1. Les objets communicants vont faire exploser Internet
Le risque de saturation des infrastructures de l’Internet est une inquiétude légitime, mais les écueils ayant été identifiés, des parades ont déjà été mises en place. Le principal danger était celui de l’adressage, chacun de ces périphériques nécessitant souvent une adresse unique sur le réseau. Les estimations pour 2020 allant de 25 à 30 milliards d’objets et l’espace d’adressage classique de l’Internet (IPv4) ne proposant qu’environ 4,2 milliards d’adresses IP, le développement de la technologie allait droit dans le mur. Cette limitation est en passe d’être résolue avec le déploiement croissant du nouveau protocole d’Internet IPv6, qui autorise un nombre d’adresses inépuisable (2128, un peu plus de 340 undécillions).
D’autre part, ces objets communicants ne sont pas nécessairement chacun directement reliés au Net, mais disposent de leur infrastructure propre, un réseau local, que ce soit à l’échelle d’une habitation (domotique, maison intelligente) ou d’une cité (ville intelligente), ce qui limite leur pression sur les infrastructures collectives. Ce réseau peut même être d’envergure très restreinte comme l’est un réseau personnel sans fil (WPAN, Wireless Personal Area Network) ; un exemple commun est la liaison entre une montre Apple Watch et son iPhone.
2. Mon grille-pain sera la cible des pirates
Ce n’est pas une impossibilité. Ce qui fait peur dans l’Internet des objets, c’est que les attaques auparavant circonscrites au virtuel pourraient avoir des conséquences immédiates dans le réel, comme carboniser vos toasts. Plus grave, il a été montré dernièrement que des automobiles Jeep Cherokee pouvaient être piratées, abandonnant à des personnes par forcément bien intentionnées le contrôle à distance de l’air conditionné, la radio, les essuie-glaces, l’accélération et le freinage, etc. Après cette démonstration, Chrysler a dû rappeler en juillet plus de 1.4 million de véhicules.
Toute technique a ses faiblesses et les applications sont encore jeunes. L’importante leçon est que la sécurité est primordiale à tout projet d’objet connecté, quelle que soit son envergure, et elle ne doit jamais être traitée inconsidérément. Une possible défaillance de la sécurité n’est pas un argument pour arrêter le développement de la technologie : si l’on avait appliqué excessivement le principe de précaution par le passé, nous n’aurions probablement pas de trains ou d’avions, ni d’informatique ou de réseau Internet. Tout projet informatique en général doit être mené avec rigueur, professionnalisme et avoir en permanence la sécurité au cœur de ses préoccupations.

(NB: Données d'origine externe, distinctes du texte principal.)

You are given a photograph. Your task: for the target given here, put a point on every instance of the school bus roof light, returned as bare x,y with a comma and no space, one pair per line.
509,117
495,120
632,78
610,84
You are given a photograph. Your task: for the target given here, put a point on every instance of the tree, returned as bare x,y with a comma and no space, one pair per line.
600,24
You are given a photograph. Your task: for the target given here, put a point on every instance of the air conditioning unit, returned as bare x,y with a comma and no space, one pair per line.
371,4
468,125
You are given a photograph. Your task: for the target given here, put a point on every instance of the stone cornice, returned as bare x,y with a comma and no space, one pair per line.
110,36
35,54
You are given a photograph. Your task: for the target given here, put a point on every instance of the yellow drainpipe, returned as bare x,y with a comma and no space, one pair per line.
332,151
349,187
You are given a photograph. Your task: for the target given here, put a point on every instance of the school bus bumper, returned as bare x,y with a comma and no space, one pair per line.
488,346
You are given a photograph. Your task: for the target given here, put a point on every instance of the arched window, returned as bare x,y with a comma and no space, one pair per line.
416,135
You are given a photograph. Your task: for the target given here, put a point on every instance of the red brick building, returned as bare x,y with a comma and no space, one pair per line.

3. Mon électroménager va m’espionner
L’idée que la multiplication des capteurs, que ce soit au travail, dans la rue ou au domicile, puisse permettre des intrusions dans votre vie privée n’est pas non plus à prendre à la légère. La question est souvent directement reliée à la précédente, celle de la sécurité, mais son périmètre est plus large, vos données peuvent aussi attirer d’autres entités qu’un simple escroc : un commerçant, une entreprise, une organisation, un gouvernement. Ainsi, vos données personnelles issues d’objets connectés peuvent vivement intéresser, par exemple, une société d’assurances qui offrira un rabais en échange de l’installation d’un mouchard qui traque vos déplacements et votre comportement au volant. Dans ce cas, c’est vous même qui acceptez de céder une partie de votre vie privée contre une rémunération — ce qui paraît convenable tant que vous êtes bien informé que l’on vous surveille et que l’on ne vous l’impose pas.
Cela étant dit, ces menaces potentielles sur la vie privée n’ont pas attendu les objets connectés pour s’exercer dans d’innombrables domaines. Il ne faut en la matière ni céder à la paranoïa, ni à l’angélisme. Le monde des objets connectés est avant tout destiné à améliorer les conditions de vie, l’environnement, la santé, etc. mais aucune technologie n’est en soi sans risques. Cesseriez-vous d’utiliser Internet seulement parce votre vie privée est possiblement mise en péril ? Les standards ouverts d’Internet et de la Toile ont permis de créer d’immenses opportunités socioculturelles et économiques, il en sera sans doute de même pour les objets connectés. Et l’Internet des objets ne fait pas naître en lui-même de nouvelles problématiques de protection de la vie privée, il élargit le champ du préexistant en augmentant le volume de données générées.
4. Tous ces objets qui se parlent, ça fait peur
Non, un accès de folie de votre réfrigérateur connecté ne va pas entraîner la fusion d’un réacteur nucléaire. La communication des objets connectés entre eux est une exception, souvent pour des objets de même nature ou d’usage proche. Les objets ont généralement en commun un protocole de communication (TCP/IP) et un formatage des données échangées (XML), pas beaucoup plus, et ils ne parlent pas la même langue, leurs fonctionnalités étant très hétérogènes. À cet égard, l’expression Internet des objets est un peu trompeuse, il ne s’agit pas en soi d’un nouveau réseau, mais d’un ensemble de périphériques hautement spécialisés aux vocations et architectures infiniment variées.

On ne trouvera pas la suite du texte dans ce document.